Icons do not contradict the commandment against graven images. We Orthodox do not depict God “who dwells in unapproachable Light.” We do not make idols of these images but we honor the reality of the person they depict, which St John of Damascus (675-749) called the “prototype.” The icon is to the person as the written word is to the Gospel, said St John. We do not worship the image but we venerate the saint, whom God glorified. No one in our church confuses the image with the reality.
Since Christ, “the image of the invisible God,” came in the flesh, he may be depicted in an icon. We also depict the saints in whom Christ is manifest, especially Mary the Theotokos or “God-bearer”. Icons light up the Holy; they are buoys and markers on the sea of faith.
The rightful place for icons is in church as an aid to prayer, but if you are not familiar with icons, visit the exhibit of Ethiopian icons now at the Las Cruces Art Museum. Richard and Toby White of Mesilla lovingly collected these icons, which bear the marks of veneration. You can see where the paint has literally been “kissed off” – Christ’s feet and St George’s cape. Of course you can always view icons at St Anthony of the Desert Church as part of our ongoing worship life.
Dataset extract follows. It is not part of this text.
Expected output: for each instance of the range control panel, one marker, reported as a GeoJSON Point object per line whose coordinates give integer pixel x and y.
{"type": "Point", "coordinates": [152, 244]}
When we stand and pray before icons, we gather with the saints in the whole Body of Christ. Fr Michael Westerberg of New Haven Connecticut says, “In church I am surrounded by my friends.” What a way to see it! Here are St Nina and St Seraphim; there are St Irene and St Athanasius. They lived and died for the faith. They enhance our lives and lead us into the fullness of faith. They are not idols; they are portraits and reminders and signs of what we might become through prayer and faithfulness. They are the saints who remain with us in the total community of the faithful.
The ultimate teaching of the icons is this: they are signs of who we are, because you and I are made “in the image and likeness of God.” Hence icons show us those people just like us who, restored to full humanity by Christ and full of the Spirit, demonstrate that image and likeness in a clear and refreshing and ennobling way. St Irenaeus long ago said that the greatest image of God is a human being, fully revealed. This is the goal the icons express for all of us.
Negative images bombard us through a variety of media; they stand over against genuine icons. Pornography is a whole separate topic, but it is related. True icons show us, silently, that holiness may be found in those who embody God’s Way of peace, justice, and love.